ひと言に図といってもさまざまな種類があり、問題の性質に即したものを選択し、利用しなければ正答に辿り着きません。では、実際どのような図を必要とするか整理してみると、大まかには次の通りです。
(これらの分類は、私が子どもたちに伝えるため便宜的に分類しているもので、公的なものではありません)

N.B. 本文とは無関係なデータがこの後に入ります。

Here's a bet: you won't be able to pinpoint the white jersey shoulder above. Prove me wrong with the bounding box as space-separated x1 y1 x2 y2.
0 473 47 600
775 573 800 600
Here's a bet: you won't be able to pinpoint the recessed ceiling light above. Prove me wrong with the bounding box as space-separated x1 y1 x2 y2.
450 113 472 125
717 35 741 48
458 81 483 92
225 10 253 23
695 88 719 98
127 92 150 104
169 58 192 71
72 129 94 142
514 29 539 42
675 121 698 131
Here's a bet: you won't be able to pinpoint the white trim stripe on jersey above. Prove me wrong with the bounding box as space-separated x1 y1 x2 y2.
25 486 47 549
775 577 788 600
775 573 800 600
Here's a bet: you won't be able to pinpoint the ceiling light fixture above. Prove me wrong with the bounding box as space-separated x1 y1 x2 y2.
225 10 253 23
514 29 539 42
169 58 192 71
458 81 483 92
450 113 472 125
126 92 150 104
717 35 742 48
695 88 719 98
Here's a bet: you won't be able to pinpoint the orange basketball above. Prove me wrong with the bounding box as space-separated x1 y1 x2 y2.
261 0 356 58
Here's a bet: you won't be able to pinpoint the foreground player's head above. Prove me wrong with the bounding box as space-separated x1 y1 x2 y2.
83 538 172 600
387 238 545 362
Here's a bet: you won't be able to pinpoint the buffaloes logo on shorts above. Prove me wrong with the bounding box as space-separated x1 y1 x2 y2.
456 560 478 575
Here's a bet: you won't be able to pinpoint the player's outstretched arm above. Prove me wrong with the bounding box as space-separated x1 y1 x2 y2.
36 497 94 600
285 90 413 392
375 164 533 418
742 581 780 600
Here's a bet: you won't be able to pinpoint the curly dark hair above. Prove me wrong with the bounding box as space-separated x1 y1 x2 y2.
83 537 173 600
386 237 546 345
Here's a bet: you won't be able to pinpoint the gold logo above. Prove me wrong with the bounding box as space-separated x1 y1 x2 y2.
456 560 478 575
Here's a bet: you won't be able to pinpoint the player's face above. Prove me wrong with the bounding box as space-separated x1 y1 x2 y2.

1.線分図…①1本の線分を内分して数量関係を理解する
*もとになる数に変化がない時や全体総量に変化が無い時に使用
*分配算など全体総量が規定されている時に有効
②2本・3本と縦に重ね、数量の変化を理解する
*もとになる数が順次変化していく時や比・数の大小関係を比べる時
*売買算・和差算・相当算・年齢算や割合を利用した問題に有効
2.面積図…①柱状の棒グラフをヨコに列記しその大小関係を比べる
*平均算
②タテ×ヨコが面積であることを利用する
*つるかめ算・塩水算
3.その他…①ダイヤグラム・進行グラフ・周回図=旅人算・水量算
②天秤図・フローチャート=塩水算
③中実方陣・中空方陣=方陣算
④時計図=時計算
⑤並木図=周期算
⑥状況図・河川図=通過算・流水算
⑦言葉の数式図=過不足算・消去算
⑧平面図=相似・求角・求積・等積移動
⑨立体図=相似・求積・切断
⑩樹形図=数の数え上げ・組み合わせ
4.作図の手順として注意すべき点は
①問題文に明示されている条件を全て記入する。
②明示された条件のなかで数値的でない表現を数値化し、記入する。
③①及び②の条件の記入により、新たに規定できることがないか考え、あれば記入する。
作図とは、4-③を導くために行っているといっても過言ではありません。4-①・②は4-③求めるための過程です。③が見付けることで設問の意図が把握でき、正解へと向かいます。上記の中の適切な図を問題文の内容に沿って描けることができれば、8合目まで到着です。後は9合目=数式化する、頂上=ミスせずに計算→解答となります。
子どもたちが多くの問題演習を行う目的は、このようにどの問題にはどんな図を描けば良いかを確認し、瞬時に対応する力を備えることにあります。そして、この訓練を続けていくことで簡単な問題では図を必要とせず、処理できるようになっていくのです。一概に図を描くといってもスキルが必要です。図を描かない子の殆どは、どんな図を描いたらいいのか理解できていません。口でただ図を描けと指示するだけでは描くことはできません。実際、できないことをスキルも知らずにやれといわれているのですから。
私は、4年生・5年生あるいはそれ以前の学習開始時、作図せずに解ける問題から作図して解かせることにしています。「この子賢いネ、暗算でできちゃった」ではなく、そんな頃からめんど臭がっていても作図のくせをつける。そうしていけば人間いつか慣れるものです。本当に必要とする時にあわてて身に付けようとするのは、お互い負担です。
今回ここまで、どんな図を書くのか具体的にイメージしていただきました。図とひと括りにせず、細かな指示が必要なことがお解りいただけるでしょう。次回は、本当に必要に迫られた時、図を書くことの優位性を如何に伝えるか、子どもたちの目線でお話したいと思います。